Hi Malcolm,
at the present, the removal of duplicates requires multiple steps.
1. The --bamRemoveDuplicatesType UniqueIdentical or UniqueIdenticalNotMulti does not actually remove them from the BAM file, but rather marks them 0x400 bit in the SAM FLAG.
2. --bamRemoveDuplicatesType and --outWigType cannot be used simultaneously in one run.
So, to generate the signal files without duplicates:
$ STAR --runMode inputAlignmentsFromBAM --bamRemoveDuplicatesType UniqueIdenticalNotMulti --inputBAMfile Aligned.soretedByCoordinate.bam
This will generate Processed.out.bam. Note that UniqueIdentical would also mark all duplicates as multimappers, so in the end you will not see the multimapping signal at all)
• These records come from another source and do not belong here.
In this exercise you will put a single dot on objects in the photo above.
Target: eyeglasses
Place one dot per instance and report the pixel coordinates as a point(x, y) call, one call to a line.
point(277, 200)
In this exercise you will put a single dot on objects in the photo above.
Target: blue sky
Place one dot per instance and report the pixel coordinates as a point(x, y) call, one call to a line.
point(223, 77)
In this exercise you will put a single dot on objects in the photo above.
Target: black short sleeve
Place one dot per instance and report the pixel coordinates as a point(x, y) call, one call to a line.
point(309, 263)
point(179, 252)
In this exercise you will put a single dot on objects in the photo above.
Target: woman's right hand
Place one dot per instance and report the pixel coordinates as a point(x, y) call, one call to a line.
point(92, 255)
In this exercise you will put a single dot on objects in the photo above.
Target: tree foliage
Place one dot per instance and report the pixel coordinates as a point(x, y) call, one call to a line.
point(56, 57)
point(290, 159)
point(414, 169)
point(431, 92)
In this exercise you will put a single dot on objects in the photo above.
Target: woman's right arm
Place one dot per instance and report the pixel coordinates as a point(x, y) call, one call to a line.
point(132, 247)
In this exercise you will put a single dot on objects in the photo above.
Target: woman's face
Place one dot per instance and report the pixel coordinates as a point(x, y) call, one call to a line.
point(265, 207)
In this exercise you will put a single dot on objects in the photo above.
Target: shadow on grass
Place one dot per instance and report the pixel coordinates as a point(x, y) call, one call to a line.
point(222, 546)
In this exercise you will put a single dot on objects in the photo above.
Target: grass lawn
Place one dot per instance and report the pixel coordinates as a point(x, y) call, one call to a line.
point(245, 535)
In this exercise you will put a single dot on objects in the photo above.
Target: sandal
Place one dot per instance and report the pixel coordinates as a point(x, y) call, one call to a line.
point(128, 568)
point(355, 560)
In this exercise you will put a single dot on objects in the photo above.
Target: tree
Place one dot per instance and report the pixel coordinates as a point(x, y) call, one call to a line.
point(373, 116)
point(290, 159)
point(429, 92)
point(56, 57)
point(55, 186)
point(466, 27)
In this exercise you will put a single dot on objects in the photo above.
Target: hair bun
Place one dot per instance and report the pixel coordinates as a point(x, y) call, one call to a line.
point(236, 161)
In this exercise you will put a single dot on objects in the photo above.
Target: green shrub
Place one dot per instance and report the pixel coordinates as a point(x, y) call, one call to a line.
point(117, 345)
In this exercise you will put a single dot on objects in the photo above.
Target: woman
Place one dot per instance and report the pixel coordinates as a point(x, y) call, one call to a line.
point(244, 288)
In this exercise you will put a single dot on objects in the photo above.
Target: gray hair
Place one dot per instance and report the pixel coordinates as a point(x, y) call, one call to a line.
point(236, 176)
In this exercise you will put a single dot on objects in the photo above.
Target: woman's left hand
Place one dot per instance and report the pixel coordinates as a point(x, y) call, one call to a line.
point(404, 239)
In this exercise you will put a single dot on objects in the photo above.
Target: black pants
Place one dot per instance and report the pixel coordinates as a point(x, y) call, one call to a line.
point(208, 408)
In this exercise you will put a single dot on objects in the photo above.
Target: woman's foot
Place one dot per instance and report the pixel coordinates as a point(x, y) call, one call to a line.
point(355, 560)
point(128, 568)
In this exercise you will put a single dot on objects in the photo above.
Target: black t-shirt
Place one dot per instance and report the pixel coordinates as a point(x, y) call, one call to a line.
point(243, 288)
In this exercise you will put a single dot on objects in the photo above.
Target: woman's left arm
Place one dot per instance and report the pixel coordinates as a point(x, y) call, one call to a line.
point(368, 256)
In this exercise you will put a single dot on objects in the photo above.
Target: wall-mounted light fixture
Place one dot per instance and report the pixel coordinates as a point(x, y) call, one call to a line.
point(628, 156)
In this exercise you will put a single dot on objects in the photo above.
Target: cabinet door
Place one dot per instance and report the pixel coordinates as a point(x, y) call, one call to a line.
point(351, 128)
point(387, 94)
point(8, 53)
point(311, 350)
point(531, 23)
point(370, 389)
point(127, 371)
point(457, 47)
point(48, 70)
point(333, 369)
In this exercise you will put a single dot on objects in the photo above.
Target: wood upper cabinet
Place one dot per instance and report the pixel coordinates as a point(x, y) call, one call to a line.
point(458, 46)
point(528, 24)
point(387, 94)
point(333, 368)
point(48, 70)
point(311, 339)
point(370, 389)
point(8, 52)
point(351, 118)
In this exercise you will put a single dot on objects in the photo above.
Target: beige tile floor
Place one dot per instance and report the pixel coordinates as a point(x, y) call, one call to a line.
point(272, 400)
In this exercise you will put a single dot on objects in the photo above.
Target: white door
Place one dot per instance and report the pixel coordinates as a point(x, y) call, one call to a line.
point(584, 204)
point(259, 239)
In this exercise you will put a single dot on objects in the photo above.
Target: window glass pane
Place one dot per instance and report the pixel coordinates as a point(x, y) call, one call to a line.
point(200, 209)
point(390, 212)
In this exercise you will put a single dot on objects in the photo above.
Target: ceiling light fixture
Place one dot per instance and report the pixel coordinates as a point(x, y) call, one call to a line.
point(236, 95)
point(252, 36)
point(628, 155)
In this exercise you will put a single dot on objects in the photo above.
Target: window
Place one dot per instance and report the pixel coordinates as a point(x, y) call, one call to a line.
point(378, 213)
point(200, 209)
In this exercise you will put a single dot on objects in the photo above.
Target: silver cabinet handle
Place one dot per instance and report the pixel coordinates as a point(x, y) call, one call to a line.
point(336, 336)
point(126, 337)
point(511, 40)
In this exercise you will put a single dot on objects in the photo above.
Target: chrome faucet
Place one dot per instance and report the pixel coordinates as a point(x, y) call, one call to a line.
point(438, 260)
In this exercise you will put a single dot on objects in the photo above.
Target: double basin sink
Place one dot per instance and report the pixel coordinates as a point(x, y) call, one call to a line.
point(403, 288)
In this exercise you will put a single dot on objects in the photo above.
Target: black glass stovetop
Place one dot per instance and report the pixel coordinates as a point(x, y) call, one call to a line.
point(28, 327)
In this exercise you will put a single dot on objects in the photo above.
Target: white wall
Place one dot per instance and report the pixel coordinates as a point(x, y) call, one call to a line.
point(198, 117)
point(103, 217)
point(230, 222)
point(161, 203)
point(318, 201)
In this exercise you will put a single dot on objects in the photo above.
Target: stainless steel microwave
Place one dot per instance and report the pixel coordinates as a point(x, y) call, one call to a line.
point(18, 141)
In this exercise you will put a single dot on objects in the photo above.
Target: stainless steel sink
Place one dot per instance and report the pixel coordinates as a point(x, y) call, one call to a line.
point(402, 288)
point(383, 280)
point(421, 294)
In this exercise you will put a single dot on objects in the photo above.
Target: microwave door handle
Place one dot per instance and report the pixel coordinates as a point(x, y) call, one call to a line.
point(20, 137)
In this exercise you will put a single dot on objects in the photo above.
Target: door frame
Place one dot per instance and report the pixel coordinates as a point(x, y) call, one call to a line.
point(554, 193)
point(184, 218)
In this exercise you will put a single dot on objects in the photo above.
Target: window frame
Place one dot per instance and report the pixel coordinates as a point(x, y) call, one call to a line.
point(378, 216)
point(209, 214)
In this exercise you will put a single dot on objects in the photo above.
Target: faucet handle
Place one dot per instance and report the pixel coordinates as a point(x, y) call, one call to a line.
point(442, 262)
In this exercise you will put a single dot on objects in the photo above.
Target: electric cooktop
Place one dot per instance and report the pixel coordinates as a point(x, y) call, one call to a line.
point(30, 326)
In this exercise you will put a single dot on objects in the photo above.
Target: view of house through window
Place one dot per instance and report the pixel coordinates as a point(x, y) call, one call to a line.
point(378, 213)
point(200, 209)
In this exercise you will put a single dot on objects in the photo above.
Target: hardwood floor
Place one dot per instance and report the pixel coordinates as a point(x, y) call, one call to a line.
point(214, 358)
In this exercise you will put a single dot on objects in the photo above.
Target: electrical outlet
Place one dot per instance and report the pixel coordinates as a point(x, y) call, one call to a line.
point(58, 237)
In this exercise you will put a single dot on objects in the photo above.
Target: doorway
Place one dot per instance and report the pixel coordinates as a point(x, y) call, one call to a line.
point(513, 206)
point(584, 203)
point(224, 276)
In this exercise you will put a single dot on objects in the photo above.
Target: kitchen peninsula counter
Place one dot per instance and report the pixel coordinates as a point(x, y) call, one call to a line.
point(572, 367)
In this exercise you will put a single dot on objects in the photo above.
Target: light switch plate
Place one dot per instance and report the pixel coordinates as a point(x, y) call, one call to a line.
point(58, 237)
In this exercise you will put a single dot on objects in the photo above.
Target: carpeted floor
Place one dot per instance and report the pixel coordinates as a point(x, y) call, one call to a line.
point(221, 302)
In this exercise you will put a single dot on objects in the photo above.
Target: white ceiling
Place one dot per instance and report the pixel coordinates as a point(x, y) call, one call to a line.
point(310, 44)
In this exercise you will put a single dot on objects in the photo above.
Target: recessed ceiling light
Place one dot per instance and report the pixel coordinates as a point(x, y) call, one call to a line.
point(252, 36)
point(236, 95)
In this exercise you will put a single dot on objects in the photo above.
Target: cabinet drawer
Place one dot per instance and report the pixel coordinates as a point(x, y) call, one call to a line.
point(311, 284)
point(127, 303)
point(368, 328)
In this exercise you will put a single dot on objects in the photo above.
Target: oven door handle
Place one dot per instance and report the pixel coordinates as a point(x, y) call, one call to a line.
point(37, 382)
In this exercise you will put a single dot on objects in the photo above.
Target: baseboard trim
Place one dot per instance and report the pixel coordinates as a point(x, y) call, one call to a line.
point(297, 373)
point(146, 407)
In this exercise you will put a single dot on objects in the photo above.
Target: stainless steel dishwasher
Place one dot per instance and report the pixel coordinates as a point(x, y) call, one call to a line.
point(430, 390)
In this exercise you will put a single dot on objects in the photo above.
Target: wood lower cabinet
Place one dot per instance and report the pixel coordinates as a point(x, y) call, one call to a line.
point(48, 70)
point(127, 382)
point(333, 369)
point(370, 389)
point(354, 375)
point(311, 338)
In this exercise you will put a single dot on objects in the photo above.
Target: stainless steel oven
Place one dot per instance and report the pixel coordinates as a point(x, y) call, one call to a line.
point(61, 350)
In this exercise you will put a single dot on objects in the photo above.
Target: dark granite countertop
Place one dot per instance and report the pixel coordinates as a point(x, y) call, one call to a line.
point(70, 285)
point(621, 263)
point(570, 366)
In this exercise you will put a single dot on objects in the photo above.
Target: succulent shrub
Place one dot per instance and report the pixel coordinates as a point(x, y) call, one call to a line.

$ samtools view -b -F0x400 Processed.out.bam > Processed.out.noDupl.bam
$ STAR --runMode inputAlignmentsFromBAM --outWigType bedGraph --outWigNorm RPM --inputBAMfile Processed.out.noDupl.bam
If you want to generate the counts for splice junctions after removing duplicates, you can use the script extras/scripts/sjFromSAMcollapseUandM.awk from the STAR distribution:
$ samtools view Processed.out.noDupl.bam | awk -f extras/scripts/sjFromSAMcollapseUandM.awk > SJ.out.noDupl.tab
The output format:
chr start end Nunique Nmultiple
Cheers
Alex